Online advertising targeting – behavioral targeting

In a previous post I presented the Basic Principles of Online Marketing. What you need to know from that post is that there are three types of marketing, communications and advertising. These previous posts concentrated on owned marketing and mediaearned marketing and media and paid marketing and media.  I went on to explain the 4 main families of ad formats and the platforms on/through which online advertising is delivered.

This is the first of many posts that will look into the many different online adverting targeting possibilities that are open to us for any given campaign, depending on the formats we use, the pricing model employed and the delivery platforms used.

Ad targeting options

Geotargeting, contextual and keyword targeting are possibly the three most heavily used types of targeting, but they are but 3 of at least 10 types. Even these are achievable through more than one method.

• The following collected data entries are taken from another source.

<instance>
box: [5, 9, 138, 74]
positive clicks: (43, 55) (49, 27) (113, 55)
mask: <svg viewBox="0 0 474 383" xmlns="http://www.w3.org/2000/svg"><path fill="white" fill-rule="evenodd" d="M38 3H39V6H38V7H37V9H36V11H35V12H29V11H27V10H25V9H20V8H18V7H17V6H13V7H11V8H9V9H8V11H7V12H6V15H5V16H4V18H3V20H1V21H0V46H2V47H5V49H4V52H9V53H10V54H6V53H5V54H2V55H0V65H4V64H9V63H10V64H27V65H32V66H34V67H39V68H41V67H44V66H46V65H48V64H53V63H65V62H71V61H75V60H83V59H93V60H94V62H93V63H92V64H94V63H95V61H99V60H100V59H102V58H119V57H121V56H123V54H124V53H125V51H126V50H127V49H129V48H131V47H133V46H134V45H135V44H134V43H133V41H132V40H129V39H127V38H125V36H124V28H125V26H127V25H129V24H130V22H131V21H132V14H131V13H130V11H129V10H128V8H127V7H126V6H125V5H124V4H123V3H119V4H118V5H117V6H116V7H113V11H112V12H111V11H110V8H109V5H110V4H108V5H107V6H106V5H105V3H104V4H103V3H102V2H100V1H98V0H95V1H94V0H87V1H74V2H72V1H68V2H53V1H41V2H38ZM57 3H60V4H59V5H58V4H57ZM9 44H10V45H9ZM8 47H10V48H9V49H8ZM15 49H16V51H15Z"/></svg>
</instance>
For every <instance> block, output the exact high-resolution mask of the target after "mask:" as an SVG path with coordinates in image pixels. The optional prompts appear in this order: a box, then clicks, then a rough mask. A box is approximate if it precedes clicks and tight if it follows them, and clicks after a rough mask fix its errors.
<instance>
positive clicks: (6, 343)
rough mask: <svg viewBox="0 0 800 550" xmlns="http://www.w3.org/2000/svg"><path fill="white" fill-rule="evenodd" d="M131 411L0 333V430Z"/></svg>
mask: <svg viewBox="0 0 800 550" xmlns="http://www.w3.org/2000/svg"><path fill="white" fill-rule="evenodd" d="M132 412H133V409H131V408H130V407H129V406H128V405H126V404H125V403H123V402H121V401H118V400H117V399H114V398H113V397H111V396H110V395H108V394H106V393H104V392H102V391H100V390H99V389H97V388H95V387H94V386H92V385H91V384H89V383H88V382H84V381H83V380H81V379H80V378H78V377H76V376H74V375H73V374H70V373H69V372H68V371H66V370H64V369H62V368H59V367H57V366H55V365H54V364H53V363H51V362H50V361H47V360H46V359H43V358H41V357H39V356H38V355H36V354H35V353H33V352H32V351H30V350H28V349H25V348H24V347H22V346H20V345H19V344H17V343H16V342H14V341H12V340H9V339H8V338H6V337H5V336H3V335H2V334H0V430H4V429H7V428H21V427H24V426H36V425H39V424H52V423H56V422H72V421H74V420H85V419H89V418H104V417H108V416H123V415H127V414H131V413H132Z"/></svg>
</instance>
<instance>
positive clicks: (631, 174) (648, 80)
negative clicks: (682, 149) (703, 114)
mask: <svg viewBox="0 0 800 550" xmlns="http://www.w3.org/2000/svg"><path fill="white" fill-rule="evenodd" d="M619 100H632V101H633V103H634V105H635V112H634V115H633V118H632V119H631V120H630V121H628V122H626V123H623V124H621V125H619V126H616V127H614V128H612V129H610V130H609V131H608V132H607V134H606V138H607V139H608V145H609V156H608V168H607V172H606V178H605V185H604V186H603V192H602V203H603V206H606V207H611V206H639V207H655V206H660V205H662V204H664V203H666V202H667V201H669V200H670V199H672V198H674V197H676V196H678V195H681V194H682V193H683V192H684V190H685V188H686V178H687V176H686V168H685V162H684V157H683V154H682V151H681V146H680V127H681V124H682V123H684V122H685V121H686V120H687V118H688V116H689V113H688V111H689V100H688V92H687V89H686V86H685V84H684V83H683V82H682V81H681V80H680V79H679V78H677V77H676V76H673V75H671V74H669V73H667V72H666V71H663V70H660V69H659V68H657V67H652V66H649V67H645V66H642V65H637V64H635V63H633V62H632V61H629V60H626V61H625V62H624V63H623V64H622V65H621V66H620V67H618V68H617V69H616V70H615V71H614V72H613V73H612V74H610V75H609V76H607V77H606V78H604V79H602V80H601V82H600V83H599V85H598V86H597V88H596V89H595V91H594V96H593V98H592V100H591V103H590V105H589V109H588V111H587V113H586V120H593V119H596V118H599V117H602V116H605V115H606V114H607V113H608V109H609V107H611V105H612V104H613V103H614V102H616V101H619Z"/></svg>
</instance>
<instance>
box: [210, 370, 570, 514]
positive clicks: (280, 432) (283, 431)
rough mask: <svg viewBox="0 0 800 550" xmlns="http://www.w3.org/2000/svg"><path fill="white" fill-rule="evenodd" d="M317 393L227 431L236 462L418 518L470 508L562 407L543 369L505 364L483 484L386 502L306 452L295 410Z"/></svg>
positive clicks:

Please also consult the first part of this series about online ad targeting options:

Behavioral targeting:

Behavioral targeting is basically a way to reach a contextual audience out of its context of origin – a way to augment the available ad inventory for a particularly (often sold out) segment and monetizing otherwise harder to sell inventory. This is usually available on very large websites or ad networks. The classic example, and also the reason why this type of targeting saw the light of day in the first place is the automotive category. In the mid-2000s the online ad industry ran into the problem of having too little contextual automotive ad inventory for the actual demand from auto makers and auto enthusiast targeting advertisers.

There is a finite level of interest for any particular content category – some generate much interest while others much less so. Creating more content was the first solution, but you rapidly start either repeating yourself or what someone else has already published so you cannot “create” interest beyond a certain point. The solution to this problem (instead of trying to generate more interest for this content category) was to tag regular visitors to these sections with a cookie to make them targetable outside of these sections – namely everywhere else. More precisely, once as behavior has been agreed upon and identified (tagged) such as visiting the auto section twice weekly for at least 2 weeks, it can be targeted in the news, horoscope or sports sections for example.

The most important part of behavioral targeting for an advertiser or its ad agency is the behavior’s definition. You must ask yourself, is this behavior indicative of the audience I’m trying to reach with this campaign? Or is it just close but no cigar? For example when considering the “auto” behavior, different sites and network use different criteria: some are pretty vague like “has seen any type of auto content across the entire site twice in a month” and others are much more stringent like “has spent a minimum of 5 minutes in the auto section in at least 2 visits in the last 2 weeks.” Asking yourself what that definition means really, beyond the mechanics of it also tells you something. A regular visitor to an auto section could either be an auto-intender, or an auto enthusiast: which one do you want to talk to with your campaign?

Ad networks can identify a behavior on one or multiple sites / sections and retarget them elsewhere across their network.

It’s easy as a marketer to get enthusiastic about this type of targeting once you realise the potential. However, when you consider yourself a consumer, it’s also easy to get scared at this type of targeting – easy to assume that it’s not limited to just online behavior but that all sorts of other type of data is collected. So it is important to respect the user by offering them products and services that are relevant to their likes, but you do not want to go too far as to scare them.

More often than not, websites and network will keep their behavioral data internal – for their own client’s use. However some websites sell these profiles and identified behaviors to data exchanges making them available to be targeted elsewhere across the web. Buying these profiles and behaviors is what we do more often than not when we’re targeting through real time bidding – in case you ever wondered.

Rest assured that there is the PIPEDA law in Canada that protects actual personal information from being collected without a user’s consent. The data that is collected for advertising targeting purposes is only interested in identifying a demonstrated behavior which marketers can infer will lead to an actual product of service purchase by the user. Only rarely is a user’s gender or age targeted (oftentimes these data points are also inferred).